“To see ‘Best Boy’ is to participate in the lives of other people and to learn just a little more about being human.” -Roger Ebert
Ira Wohl’s “Best Boy” documentary trilogy is—at the very least—a most unconventional cinematic trilogy. However, at its best, Wohl’s trifecta is an endearing and often tear-jerking endeavor into understanding the ‘other.’ With three documentary films that span 37 years, Wohl profoundly depicts the complex dynamic of those who live with mental illness and their families who must adjust. Here, Ira follows the journey of his developmentally disabled cousin Philly Wohl and his parents, whom he has been dependent upon from birth. Beginning with “Best Boy,” which won the 1979 Academy Award for Best Feature Documentary, Wohl captures Philly at age 50—fun-loving and full of spirit— living a fulfilled lifestyle against all odds.
In “Best Man,” Ira revisits his cousin Philly 20 years later where he continues to live happily, healthy but independently from the home he knew for the first 50 years of his life.
With Philly more self-aware of himself and those around him, “Best Man” is an inspiring progression of courage and determination reaped from the fruits of a loving support system.
Part of Philly’s support system was, of course, his sacrificial sister Frances, the remarkable subject of “Best Sister.” The bittersweet final chapter to this emotive trilogy, “Best Sister” grounds audiences with the realities of death, letting go and the fleeting nature of life itself. It’s an unexpected way to end a decades-long journey centered on a life fulfilled but is fitting nonetheless, as it reminds us that it really does take a village to raise a child.
Though it is above all, a coming-of-age story made only possible with an unconditionally loving eye, “Best Boy” continues to be used by universities and colleges across the country as an invaluable teaching tool in departments of social work, psychology, psychiatry, medicine, and special education, among others, because it conveys a complexity of emotions inherent in such delicate situations.

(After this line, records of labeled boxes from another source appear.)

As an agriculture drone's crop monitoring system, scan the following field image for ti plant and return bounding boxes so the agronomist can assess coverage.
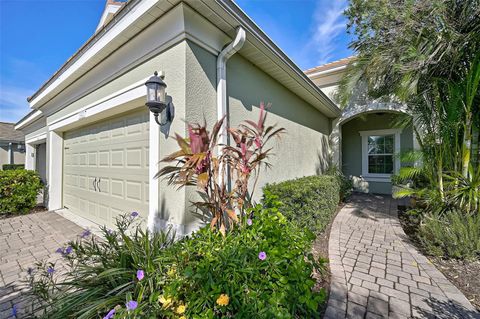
[157,103,285,235]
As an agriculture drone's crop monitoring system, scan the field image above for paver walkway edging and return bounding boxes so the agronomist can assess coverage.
[0,212,83,319]
[324,194,480,319]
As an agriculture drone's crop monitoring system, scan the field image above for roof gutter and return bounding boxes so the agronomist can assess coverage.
[217,27,246,144]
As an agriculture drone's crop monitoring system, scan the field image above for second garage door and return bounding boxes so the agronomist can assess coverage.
[63,110,149,227]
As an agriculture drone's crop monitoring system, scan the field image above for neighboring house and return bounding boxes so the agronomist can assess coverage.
[0,122,25,170]
[305,57,419,194]
[16,0,341,234]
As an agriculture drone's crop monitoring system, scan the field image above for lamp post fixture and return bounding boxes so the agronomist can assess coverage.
[145,71,172,126]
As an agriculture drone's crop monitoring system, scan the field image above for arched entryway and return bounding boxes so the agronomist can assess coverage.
[330,103,418,194]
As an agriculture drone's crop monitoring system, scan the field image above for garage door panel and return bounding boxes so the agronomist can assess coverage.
[64,110,149,227]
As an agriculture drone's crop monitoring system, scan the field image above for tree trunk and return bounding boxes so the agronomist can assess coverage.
[462,112,472,178]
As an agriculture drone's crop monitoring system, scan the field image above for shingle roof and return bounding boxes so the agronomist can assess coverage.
[0,122,25,142]
[304,56,355,74]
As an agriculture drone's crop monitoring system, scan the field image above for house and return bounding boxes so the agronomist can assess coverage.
[0,122,25,169]
[16,0,341,234]
[305,57,420,194]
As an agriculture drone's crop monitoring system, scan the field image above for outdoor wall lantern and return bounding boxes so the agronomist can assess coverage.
[145,71,172,126]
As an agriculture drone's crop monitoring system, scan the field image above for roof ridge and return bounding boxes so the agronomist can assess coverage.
[303,55,356,74]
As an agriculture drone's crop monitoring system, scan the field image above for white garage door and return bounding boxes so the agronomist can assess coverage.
[63,111,149,227]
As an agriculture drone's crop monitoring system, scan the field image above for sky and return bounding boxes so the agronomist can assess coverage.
[0,0,352,122]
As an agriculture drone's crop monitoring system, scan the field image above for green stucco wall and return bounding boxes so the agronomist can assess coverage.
[227,54,330,200]
[341,112,413,194]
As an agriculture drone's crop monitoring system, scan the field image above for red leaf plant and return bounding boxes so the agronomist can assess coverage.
[157,103,285,235]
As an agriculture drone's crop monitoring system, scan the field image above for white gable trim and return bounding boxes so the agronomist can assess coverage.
[30,0,158,108]
[95,3,121,32]
[14,110,42,130]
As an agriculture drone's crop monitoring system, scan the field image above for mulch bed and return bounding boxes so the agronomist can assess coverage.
[0,206,48,220]
[398,206,480,311]
[312,203,345,318]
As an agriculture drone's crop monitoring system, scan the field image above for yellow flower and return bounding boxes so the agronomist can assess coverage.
[158,295,172,307]
[217,294,230,306]
[177,305,186,315]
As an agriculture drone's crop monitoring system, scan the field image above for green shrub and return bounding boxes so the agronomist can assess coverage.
[2,164,25,171]
[325,165,353,201]
[28,213,173,319]
[0,170,42,214]
[31,198,325,319]
[263,175,341,233]
[164,197,325,318]
[418,210,480,260]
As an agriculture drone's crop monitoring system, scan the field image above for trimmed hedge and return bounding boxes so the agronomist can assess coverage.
[0,169,42,214]
[2,164,25,171]
[263,175,342,234]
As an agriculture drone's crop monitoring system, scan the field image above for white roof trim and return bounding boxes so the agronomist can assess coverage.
[14,110,42,130]
[307,65,347,78]
[95,3,122,32]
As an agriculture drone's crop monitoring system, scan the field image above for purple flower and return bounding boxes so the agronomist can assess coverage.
[258,251,267,260]
[81,229,91,238]
[12,305,18,318]
[125,300,138,311]
[103,308,115,319]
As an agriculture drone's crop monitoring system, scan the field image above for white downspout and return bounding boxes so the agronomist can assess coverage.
[217,27,246,148]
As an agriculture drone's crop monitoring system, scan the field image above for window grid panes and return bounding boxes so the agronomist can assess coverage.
[368,135,395,174]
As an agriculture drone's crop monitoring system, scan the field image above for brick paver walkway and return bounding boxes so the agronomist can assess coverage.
[0,212,82,319]
[325,195,480,319]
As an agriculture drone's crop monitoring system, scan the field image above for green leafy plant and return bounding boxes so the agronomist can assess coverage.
[159,195,325,318]
[29,200,326,319]
[418,210,480,260]
[2,164,25,171]
[263,175,342,233]
[325,165,353,201]
[0,169,43,214]
[157,103,284,234]
[29,212,174,319]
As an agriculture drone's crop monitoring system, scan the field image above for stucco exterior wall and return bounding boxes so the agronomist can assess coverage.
[0,145,9,169]
[341,112,413,194]
[227,54,330,200]
[0,143,25,170]
[183,41,217,233]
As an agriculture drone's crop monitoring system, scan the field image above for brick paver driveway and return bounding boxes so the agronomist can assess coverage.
[0,212,82,319]
[325,195,480,319]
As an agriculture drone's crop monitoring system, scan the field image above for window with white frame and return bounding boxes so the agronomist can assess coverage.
[360,129,401,180]
[367,134,395,174]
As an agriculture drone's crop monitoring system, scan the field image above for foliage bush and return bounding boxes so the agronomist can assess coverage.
[2,164,25,171]
[28,213,174,319]
[31,197,325,319]
[0,170,42,214]
[263,175,342,233]
[417,210,480,260]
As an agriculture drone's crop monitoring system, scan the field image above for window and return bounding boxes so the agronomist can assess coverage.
[368,135,395,174]
[360,129,401,181]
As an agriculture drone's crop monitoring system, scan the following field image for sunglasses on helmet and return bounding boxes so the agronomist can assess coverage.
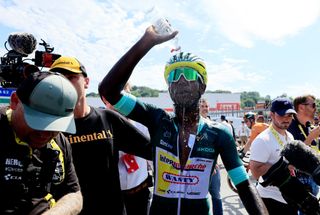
[167,67,203,83]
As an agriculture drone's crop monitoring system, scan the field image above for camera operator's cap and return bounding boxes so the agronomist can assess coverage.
[16,72,78,134]
[270,98,297,116]
[50,56,87,77]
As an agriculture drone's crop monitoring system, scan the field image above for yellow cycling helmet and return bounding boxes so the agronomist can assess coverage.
[164,52,208,85]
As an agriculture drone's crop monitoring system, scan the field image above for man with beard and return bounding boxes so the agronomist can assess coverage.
[250,98,297,215]
[288,95,320,215]
[99,26,267,215]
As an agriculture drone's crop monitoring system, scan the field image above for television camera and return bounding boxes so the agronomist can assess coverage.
[0,33,61,88]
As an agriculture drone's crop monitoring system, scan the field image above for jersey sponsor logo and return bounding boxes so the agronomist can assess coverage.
[197,147,214,153]
[4,173,22,181]
[5,158,23,167]
[160,155,206,171]
[4,166,23,172]
[163,131,171,138]
[67,130,113,144]
[160,140,173,149]
[162,172,199,185]
[166,189,201,196]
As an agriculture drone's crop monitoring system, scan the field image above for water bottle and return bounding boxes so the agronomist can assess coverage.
[154,18,174,35]
[153,18,180,52]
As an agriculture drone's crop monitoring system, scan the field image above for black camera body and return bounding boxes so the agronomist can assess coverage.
[0,36,61,88]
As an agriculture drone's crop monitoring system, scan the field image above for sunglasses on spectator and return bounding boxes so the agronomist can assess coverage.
[167,67,203,83]
[303,103,316,108]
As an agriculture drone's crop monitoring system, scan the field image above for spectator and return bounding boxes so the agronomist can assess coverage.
[239,121,250,147]
[250,98,297,215]
[240,112,269,157]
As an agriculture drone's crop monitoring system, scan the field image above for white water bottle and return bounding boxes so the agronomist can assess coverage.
[153,18,180,52]
[154,18,174,35]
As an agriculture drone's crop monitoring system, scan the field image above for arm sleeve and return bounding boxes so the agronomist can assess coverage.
[55,134,80,199]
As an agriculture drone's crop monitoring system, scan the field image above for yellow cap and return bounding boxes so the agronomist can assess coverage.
[50,56,87,77]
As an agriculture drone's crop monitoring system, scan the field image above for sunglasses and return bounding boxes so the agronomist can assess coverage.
[167,67,203,83]
[303,103,316,108]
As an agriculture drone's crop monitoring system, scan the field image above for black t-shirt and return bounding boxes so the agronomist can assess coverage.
[0,115,80,215]
[65,107,151,215]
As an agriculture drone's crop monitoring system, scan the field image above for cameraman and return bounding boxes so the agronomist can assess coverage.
[0,72,82,215]
[250,98,297,215]
[288,95,320,210]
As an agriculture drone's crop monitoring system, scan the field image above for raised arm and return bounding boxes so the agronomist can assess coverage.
[99,25,178,104]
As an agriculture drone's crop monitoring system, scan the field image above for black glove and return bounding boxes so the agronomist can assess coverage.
[281,140,320,185]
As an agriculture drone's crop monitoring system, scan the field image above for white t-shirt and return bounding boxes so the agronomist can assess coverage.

“Rarely has mental illness been depicted so subjectively and seemed so immediate: John’s daily struggle to determine what’s real and what isn’t becomes as palpable as it is poignant.”
–Ken Fox, TV Guide
John Cadigan lives life with schizophrenia, but that did not prevent him from making a film about it. In his self-directed documentary film, “People Say I’m Crazy” Cadigan reveals that “A lot of times [his] paranoia comes in the form of thinking people hate [him], thinking people don’t like [him] just because of the way they look at [him] or because of what they do with their hands…” Schizophrenia is hard to fathom, yet for ten years, John mustered the courage to document his life after he was diagnosed.
“People Say I’m Crazy” is the result of these efforts, a film that has become a touchstone for showing the human side of mental illness.
With the help of Academy Award-winning director Ira Wohl, whose 1979 documentary about his mentally disabled cousin continues to be shown throughout universities as a teaching tool for special education and studies in psychology, Cadigan cuts a visual story from a similar cloth, albeit not one that encompasses all mental illness. Though it is a personal, and at times, invasive look into pain and struggle, Cadigan’s self-documentation proves that people with mental illness cannot only survive, but thrive amongst everyone else.